Consequently, especially among smaller businesses, surveys of business owners suggest they worry about low sales or that the improved sales they have seen over the last year will not last. As we enter the part of the economic cycle where growth naturally slows, that worry may intensify.

Interestingly, the strikingly consistent second worry in surveys of business owners is uncertainty about tax rates and the costs that other government policies will impose. It seems clear that taxes must rise, and many businesses believe they may be asked to shoulder a significant part of that load.

The new health care bill and a variety of other new regulations could also mean higher costs for businesses.

So until businesses can define their cost structure, they cannot know what they would make on new investment. Under these circumstances, we would expect businesses to remain very cautious about expanding until tax rates and other mandated costs become clearer.


There are some bright spots in the outlook.

Exports, especially to emerging markets like China, have helped generate U.S. growth over the last year.

Admittedly, Chinese authorities have slowed the growth rate of their economy to quell a speculative real estate bubble. The slowing rate of growth in the economies dependent upon China will affect economic growth in the United States as well.

Yet over the longer term, the Chinese economy should reaccelerate, and that should help improve U.S. growth. The fiscal austerity needed in many of the world’s industrialized countries may restrain global economic growth, but the developing economies of the world should provide a strong foundation for continuing economic growth.

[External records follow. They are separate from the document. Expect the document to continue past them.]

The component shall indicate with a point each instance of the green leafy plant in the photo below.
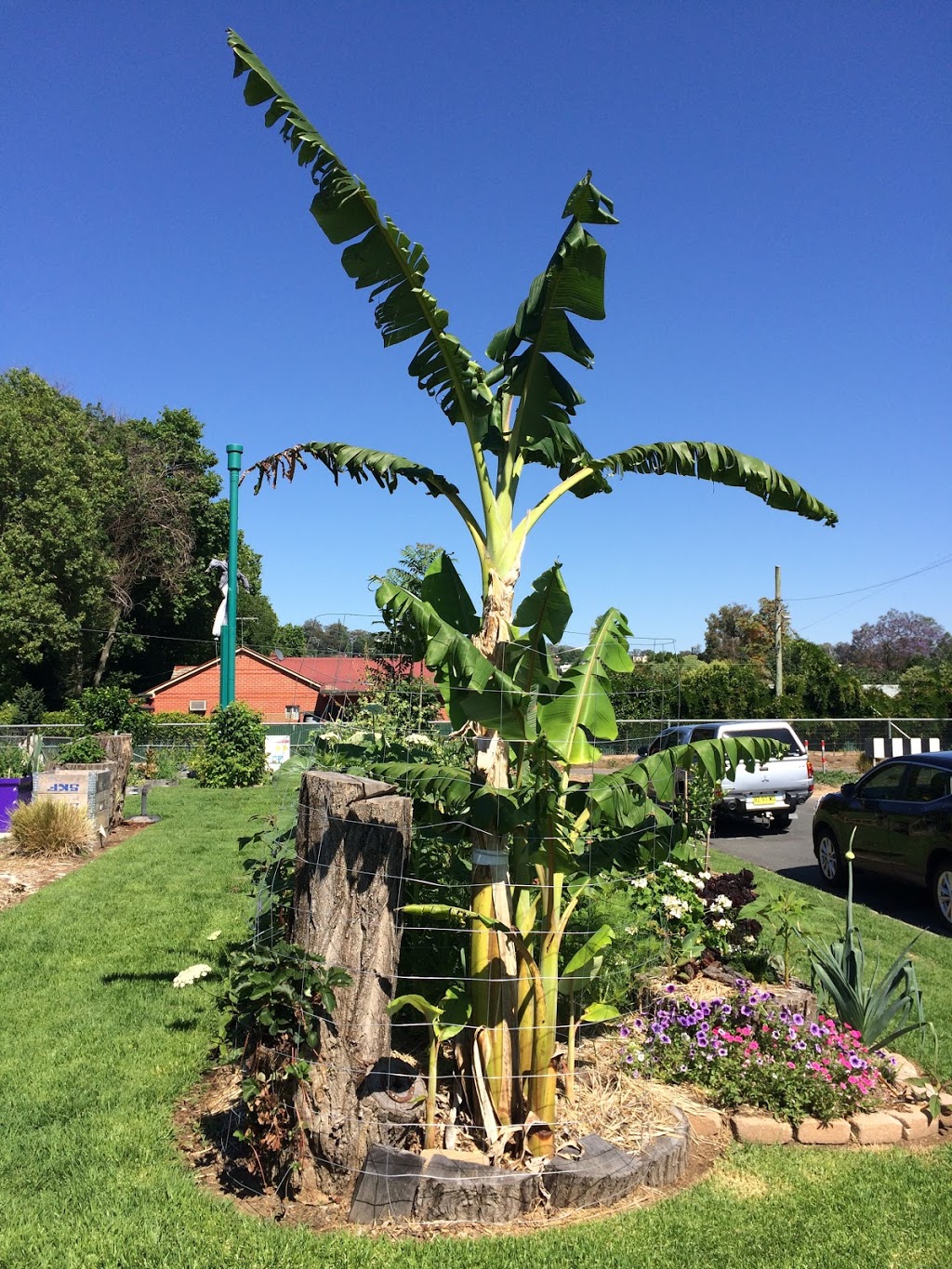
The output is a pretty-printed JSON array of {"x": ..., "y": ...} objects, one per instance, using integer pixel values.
[
  {"x": 232, "y": 750},
  {"x": 787, "y": 915},
  {"x": 111, "y": 709},
  {"x": 14, "y": 761},
  {"x": 935, "y": 1091},
  {"x": 575, "y": 979},
  {"x": 445, "y": 1019},
  {"x": 30, "y": 703},
  {"x": 879, "y": 1009},
  {"x": 749, "y": 1050},
  {"x": 84, "y": 749},
  {"x": 516, "y": 413},
  {"x": 274, "y": 993},
  {"x": 51, "y": 827},
  {"x": 562, "y": 829}
]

Certainly, this economic recovery has not been strong. And we anticipate this will remain an anemic growth cycle. Nonetheless, despite severe problems in housing markets and with employment, the gross domestic product statistics show the economy has grown over the last year. And we think the economy will continue to grow in the final quarters of this year and in the early quarters of 2011

While the risk of renewed economic contraction has increased, it has not risen to levels that normally indicate a looming recession. Even if the economy contracted for the two successive quarters, which would officially qualify as a “double-dip” recession, we think any return to recession would be both very brief and relatively shallow.


The greatest risk to the domestic outlook may be the lack of confidence that is such a prominent feature of the current public mood. If consumers and businesses panic because of what they see in the economy, cutting back on their spending, an economic downturn could become a self-fulfilling prophecy.

Consequently, as we monitor the changes in the economic statistics in the coming months, we will also need to monitor how the public reacts.

In 1933, during what were arguably the darkest hours of this country’s economic history, Franklin Roosevelt said, “The only thing we have to fear is fear itself – nameless, unreasoning, unjustified terror which paralyzes needed efforts to convert retreat into advance.”

While that quote understated the legitimate, economic problems of that period, it does reflect the realization that economies can work through even serious problems – as long as the public retains the confidence required to do what is needed.

Up to this point, both consumer and business confidence have been subdued, but they have remained confident enough to spend enough to allow the economy to grow. As long as those groups retain their nerve, the U.S. economy should continue to grow modestly.And while the U.S. economy admittedly faces large challenges in the coming years, we can also draw reassurance from the fact that even the Great Depression eventually yielded to growth as the economy worked through the severe challenges of that era.